The dismissal from which the companion appeal was taken was entered after a full evidentiary hearing, with witnesses having been presented by each of the parties together with documentary evidence and the opportunity to argue their respective viewpoints. Nothing further was sought to be presented by any party prior to the court’s ruling, and none seek remandment for presentation of additional evidence. In this posture of the case, the trial court was in a position to treat count I on its merits, which the dismissal has accomplished, in effect, under these circumstances, amounting to a denial of the permanent injunctive relief sought. (See Pfeffer v. Lebanon Land Development Corp. (1977), 46 Ill. App. 3d 186, 193-94, 360 N.E.2d 1115; James B. Beam Distilling Co. v. Foremost Sales Promotions, Inc. (1973), 13 Ill. App. 3d 176, 178, 300 N.E.2d 488. See also Kohan v. Rimland School for Autistic Children (1981), 102 Ill. App. 3d 524, 528, 430 N.E.2d 139.) A permanent injunction may not be awarded except in a clear and affirmative case. (Vulcan Detinnig Co. v. St. Clair (1924), 315 Ill. 40, 145 N.E. 657; Pfeffer v. Lebanon Land Development Corp. (1976), 46 Ill. App. 3d 186, 194; Staley v. Mears (1957), 13 Ill. App. 2d 451, 457, 142 N.E.2d 835.) Count I and the proof submitted in relation to it in the present case does not meet that criterion and was, therefore, properly dismissed.
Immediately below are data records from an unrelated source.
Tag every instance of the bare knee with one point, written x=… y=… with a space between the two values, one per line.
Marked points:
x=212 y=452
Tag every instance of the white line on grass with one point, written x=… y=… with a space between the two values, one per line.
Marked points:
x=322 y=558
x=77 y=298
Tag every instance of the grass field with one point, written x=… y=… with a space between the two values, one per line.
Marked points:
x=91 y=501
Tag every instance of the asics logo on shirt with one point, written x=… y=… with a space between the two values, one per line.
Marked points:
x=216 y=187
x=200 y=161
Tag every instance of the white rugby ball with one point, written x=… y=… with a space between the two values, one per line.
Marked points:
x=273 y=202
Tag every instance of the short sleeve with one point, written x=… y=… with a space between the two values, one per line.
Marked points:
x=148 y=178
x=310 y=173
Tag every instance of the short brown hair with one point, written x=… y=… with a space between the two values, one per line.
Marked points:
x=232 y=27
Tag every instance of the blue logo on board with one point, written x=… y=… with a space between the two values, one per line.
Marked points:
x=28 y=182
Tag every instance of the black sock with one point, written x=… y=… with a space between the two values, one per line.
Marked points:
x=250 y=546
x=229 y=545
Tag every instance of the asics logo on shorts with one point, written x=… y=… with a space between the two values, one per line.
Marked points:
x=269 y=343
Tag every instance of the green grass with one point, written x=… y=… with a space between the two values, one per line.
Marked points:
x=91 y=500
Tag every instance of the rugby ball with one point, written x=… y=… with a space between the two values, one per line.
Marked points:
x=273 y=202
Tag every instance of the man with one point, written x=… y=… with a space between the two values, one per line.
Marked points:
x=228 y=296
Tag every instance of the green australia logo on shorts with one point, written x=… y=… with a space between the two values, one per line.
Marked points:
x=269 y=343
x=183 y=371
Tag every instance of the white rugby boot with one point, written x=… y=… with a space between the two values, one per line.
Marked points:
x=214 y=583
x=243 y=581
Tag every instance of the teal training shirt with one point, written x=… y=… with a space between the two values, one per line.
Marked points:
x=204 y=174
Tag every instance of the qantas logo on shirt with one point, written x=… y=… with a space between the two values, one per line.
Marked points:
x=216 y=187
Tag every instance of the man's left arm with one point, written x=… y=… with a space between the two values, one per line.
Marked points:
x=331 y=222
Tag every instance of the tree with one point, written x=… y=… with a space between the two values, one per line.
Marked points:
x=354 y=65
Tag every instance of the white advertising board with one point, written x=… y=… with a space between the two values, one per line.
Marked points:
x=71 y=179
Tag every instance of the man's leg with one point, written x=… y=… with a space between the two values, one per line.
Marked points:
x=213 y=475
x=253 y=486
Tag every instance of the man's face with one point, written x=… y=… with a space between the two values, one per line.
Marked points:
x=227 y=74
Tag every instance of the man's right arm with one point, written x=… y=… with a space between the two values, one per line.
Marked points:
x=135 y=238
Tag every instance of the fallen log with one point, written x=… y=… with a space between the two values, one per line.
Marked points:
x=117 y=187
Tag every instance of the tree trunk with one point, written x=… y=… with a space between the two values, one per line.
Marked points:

Other issues raised on appeal need not be addressed in view of our disposition of the controversy. The judgment of the circuit court is affirmed for the reasons set forth above.
Affirmed.
STAMOS, P. J., and PERLIN, J., concur.
The parties referred to the requested injunction order as a “temporary injunction,” both at trial and on appeal. This term is no longer appropriate. (Ill. Rev. Stat. 1979, ch. 69, pars. 3, 3 — 1; Schwalm Electronics, Inc. v. Electrical Products Corp. (1973), 14 Ill. App. 3d 348, 349 n.2, 302 N.E.2d 394.) Accordingly, references to the trial court proceedings will be made to a “preliminary injunction.”
Executed with predecessor lessors not herein involved.